At the Farmers Market, as usual I was looking for something fresh and seasonal for dinner. I was at the Downtown Summerlin Farmers Market, strolling through the Intuitive Forager indoor produce market and Stu, the Produce Manager (and my go to guy for recipes) had introduced me to the Fava beans. These favas, while a little work, are fresh but warm and creamy, and they are a go. Tagliatelle (fresh if I can find it), is Stu’s suggestion for a pasta and we turn to Bonnie for advice on the mushrooms. The morels are beautiful, but better with a red meat (and I admit to being a little intimidated by them). We determine to go with the Chanterelles. So favas, chanterelles, in maybe a carbonnara or a little Burrata….? Maybe not so creamy, perhaps a little lemon or chicken stock and a little wine. Stu pulls fresh thyme and a branch of fresh pink peppercorns for me, my basket is full and I am off to put together this creation. First, to choose the wine, since we need to have it ready to include in the dish.
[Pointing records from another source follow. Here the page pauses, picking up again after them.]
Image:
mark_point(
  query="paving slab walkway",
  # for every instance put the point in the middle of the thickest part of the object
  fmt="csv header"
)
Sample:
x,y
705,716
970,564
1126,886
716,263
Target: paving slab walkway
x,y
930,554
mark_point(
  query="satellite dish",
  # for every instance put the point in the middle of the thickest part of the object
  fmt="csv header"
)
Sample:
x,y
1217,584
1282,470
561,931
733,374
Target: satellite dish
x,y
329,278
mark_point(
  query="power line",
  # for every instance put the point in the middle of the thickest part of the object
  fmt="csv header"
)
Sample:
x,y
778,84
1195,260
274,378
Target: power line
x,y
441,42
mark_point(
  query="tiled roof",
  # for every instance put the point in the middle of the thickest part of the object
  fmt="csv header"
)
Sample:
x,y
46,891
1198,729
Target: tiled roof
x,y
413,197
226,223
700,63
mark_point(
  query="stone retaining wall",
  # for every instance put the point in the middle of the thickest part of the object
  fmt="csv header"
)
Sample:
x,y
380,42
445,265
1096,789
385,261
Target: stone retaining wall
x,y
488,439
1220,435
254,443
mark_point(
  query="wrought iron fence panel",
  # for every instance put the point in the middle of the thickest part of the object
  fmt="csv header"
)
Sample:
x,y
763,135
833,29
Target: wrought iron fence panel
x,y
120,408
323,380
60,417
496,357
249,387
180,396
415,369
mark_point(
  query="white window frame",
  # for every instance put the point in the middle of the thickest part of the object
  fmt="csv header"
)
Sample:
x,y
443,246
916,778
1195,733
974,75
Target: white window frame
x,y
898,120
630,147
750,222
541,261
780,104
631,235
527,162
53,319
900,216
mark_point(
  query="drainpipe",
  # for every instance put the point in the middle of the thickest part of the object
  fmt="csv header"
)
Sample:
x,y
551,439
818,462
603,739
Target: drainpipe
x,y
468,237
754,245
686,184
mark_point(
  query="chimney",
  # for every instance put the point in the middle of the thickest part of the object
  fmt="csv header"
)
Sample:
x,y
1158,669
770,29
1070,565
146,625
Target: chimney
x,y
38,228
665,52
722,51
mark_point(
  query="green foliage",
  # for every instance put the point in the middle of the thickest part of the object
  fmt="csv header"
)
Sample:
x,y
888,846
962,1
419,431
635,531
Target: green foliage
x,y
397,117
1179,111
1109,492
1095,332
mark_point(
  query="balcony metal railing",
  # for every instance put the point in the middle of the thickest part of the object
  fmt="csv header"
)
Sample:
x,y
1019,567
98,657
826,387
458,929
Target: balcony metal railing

Mushrooms & pinot noir are a classic. The earthiness of the two meld perfectly. But my dish really wants a white wine. Lighter, springier, but still with a bit of warmth. I find suggestions for pairing a lightly oaked Chardonnay with Chanterelles. Chanterelles have a symbiotic relationship with oak trees. The mushrooms tap into the tree roots for nourishment and in turn provide the tree with minerals. So the oak on the wine and the oak in the mushrooms seem symbiotic for our pairing. Luckily, I had a 2012 Riverbench Estate Chardonnay from the Santa Maria Valley AVA in Santa Barbara. We picked this wine up when we did a Vineyard tour at Riverbench with the Vineyard Manager Rawley Hermreck, last year during the Santa Barbara Key to Wine Country Weekend. Enjoying a wine pulled from vineyards that we had walked through should just enhance the experience.
I was going through our wine selection trying to find a wine that I could find a great pairing to go with. So I went through our Tablas Creek Wines. The great thing about Tablas is that they have a vintage chart on their site, so you can see which wines are ready to drink. Tablas Creek does mostly Rhone varieties in the French style, so most of their wines are meant to age. I found a 2012 Esprit de Tablas Blanc in the rack in the dining room that was ready to drink and found a recipe and pairing ideas on the Tablas site (yep, they usually have one or 2 recipes to pair with each of their wines, as well as some additional suggestions…it’s really foodie heaven).
There was a fish with fennel recipe and suggestions for citrus avocado salad, fish with tropical salsa and Mussels or clams cooked in butter and wine. We determined we would do the citrus avocado salad, fish with tropical salsa and the clams.